Pollock also quoted Dr. David Epstein, head of Novartis’s Pharmaceutical Division, who was understandably optimistic about the drug’s future in the marketplace: “It’s very rare that a drug like this comes along,” he said, “one where people live longer, have less hospitalizations and other costs and feel better.” So, while longer-term data on the drug’s effectiveness on HF will be very interesting to see, it is already worth taking a preliminary look at the pharmacoeconomics of LCZ696 based on the PARADIGM-HF study. If the cost of the drug will in fact be $7,000 per patient per year, then the total cost for a period equal to “the duration of the trial” would be $15,750 per patient. The cost per death avoided on an annual basis is $224,000.
So, even assuming that the life-years gained by LZC696 treatment are valued at 100% (in other words, not discounted at all for any reductions in the quality of life of patients with HF as opposed to the qualify of life of persons of similar age without HF), where does the $224,000 cost per QALY fit within the range of values for other life-extending treatments? It is not an off-the-charts price in terms of the costs of other treatments in the U.S., but it is very high. Another very recent New England Journal of Medicine article looked at the issue of QALY cost boundaries and suggested this:
Given the evidence suggesting that $50,000 per QALY is too low in the United States, it might best be thought of as an implied lower boundary. Instead, we would recommend that analysts use $50,000, $100,000, and $200,000 per QALY. If one had to select a single threshold outside the context of an explicit resource constraint or opportunity cost, we suggest using either $100,000 or $150,000. [citation omitted]

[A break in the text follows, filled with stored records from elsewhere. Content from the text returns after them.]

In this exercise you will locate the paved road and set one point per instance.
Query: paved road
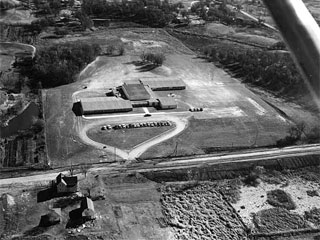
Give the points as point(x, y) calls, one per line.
point(243, 156)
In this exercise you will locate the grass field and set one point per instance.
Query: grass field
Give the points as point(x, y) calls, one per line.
point(233, 116)
point(125, 138)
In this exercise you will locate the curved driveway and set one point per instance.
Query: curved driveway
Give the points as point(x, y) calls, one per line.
point(180, 125)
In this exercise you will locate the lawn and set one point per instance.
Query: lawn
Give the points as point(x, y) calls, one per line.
point(126, 139)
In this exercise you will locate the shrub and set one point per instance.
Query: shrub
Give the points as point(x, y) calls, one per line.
point(313, 216)
point(58, 64)
point(279, 198)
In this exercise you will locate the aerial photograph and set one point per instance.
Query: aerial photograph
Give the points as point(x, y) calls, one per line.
point(159, 119)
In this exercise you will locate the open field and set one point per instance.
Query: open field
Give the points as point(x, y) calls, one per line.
point(125, 138)
point(233, 116)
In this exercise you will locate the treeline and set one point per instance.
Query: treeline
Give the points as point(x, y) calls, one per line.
point(59, 64)
point(272, 70)
point(155, 14)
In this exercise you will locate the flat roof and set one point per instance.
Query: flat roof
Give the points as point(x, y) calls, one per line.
point(135, 91)
point(104, 103)
point(164, 83)
point(167, 101)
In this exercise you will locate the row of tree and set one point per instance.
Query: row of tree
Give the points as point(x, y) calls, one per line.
point(274, 70)
point(155, 14)
point(59, 64)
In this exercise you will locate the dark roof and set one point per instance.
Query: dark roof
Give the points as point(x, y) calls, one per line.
point(155, 84)
point(87, 203)
point(71, 181)
point(135, 91)
point(105, 103)
point(167, 101)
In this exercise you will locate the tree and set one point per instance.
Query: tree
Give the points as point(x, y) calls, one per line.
point(153, 58)
point(84, 169)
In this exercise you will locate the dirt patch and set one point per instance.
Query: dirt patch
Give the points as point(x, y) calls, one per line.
point(279, 198)
point(313, 216)
point(200, 213)
point(278, 219)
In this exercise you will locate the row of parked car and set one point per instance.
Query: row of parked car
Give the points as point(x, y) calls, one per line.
point(136, 125)
point(195, 109)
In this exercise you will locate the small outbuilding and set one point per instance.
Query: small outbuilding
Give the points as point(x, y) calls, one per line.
point(51, 218)
point(66, 184)
point(167, 103)
point(135, 91)
point(164, 84)
point(98, 105)
point(87, 209)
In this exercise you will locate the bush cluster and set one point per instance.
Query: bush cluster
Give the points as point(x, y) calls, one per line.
point(154, 58)
point(59, 64)
point(157, 14)
point(279, 198)
point(272, 70)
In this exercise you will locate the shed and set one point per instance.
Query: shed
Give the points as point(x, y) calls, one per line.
point(164, 84)
point(49, 219)
point(66, 184)
point(135, 91)
point(87, 209)
point(167, 103)
point(98, 105)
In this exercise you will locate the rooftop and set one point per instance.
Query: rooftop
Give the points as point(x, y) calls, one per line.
point(103, 103)
point(135, 91)
point(158, 84)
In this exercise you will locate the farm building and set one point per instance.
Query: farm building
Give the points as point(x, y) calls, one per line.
point(66, 184)
point(135, 91)
point(104, 105)
point(167, 103)
point(164, 85)
point(87, 209)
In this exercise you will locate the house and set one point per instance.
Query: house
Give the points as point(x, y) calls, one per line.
point(167, 103)
point(51, 218)
point(87, 209)
point(66, 184)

While $7,000 a year seems like a relatively modest price for a drug that, as Dr. Epstein said, helps people “live longer, have less hospitalizations and other costs and feel better,” in this era where Sovaldi’s $84,000 price tag has generated endless discussion, health insurers may take a very cold-hearted look at the impact on their bottom lines. HF is one of the common serious diseases in the aging U.S. population. In 2010 HF costs in the U.S. were estimated at more than $39 billion, representing approximately 2% of all U.S. health care spending. Heart failure is a “big disease” and accordingly drugs that can significantly reduce the economic burden of HF are an attractive target for drug development, with the potential for large markets and significant revenues. But, with estimates of hospitalization costs for HF ranging between $18,086 per hospitalization in a 2008 study to $23,000 per hospitalization in a larger 2010 study, LCZ696 coverage does not necessarily look very attractive from an insurer’s bottom line perspective. Nor has the drug been studied long enough to ascertain the median survival for those on the drug compared to those receiving the alternative therapies. It is, of course, difficult to put a price tag on the improved functional ability and quality of life that LCZ696 provides. The data released to date from the PARADIGM-HF study does not include quality of life and functional assessment measurements. This quick look at hospital costs and death is not meant in any way to minimize the value of those qualitative endpoints or the value of the drug overall. However, Novartis’s efforts to drive insurance formulary adoption will not necessarily be easy. Seven thousand dollars per year may not seem like a high price for a drug that helps people “live longer,” but insurance companies’ and their PBM’s analyses of the data can be cold calculations.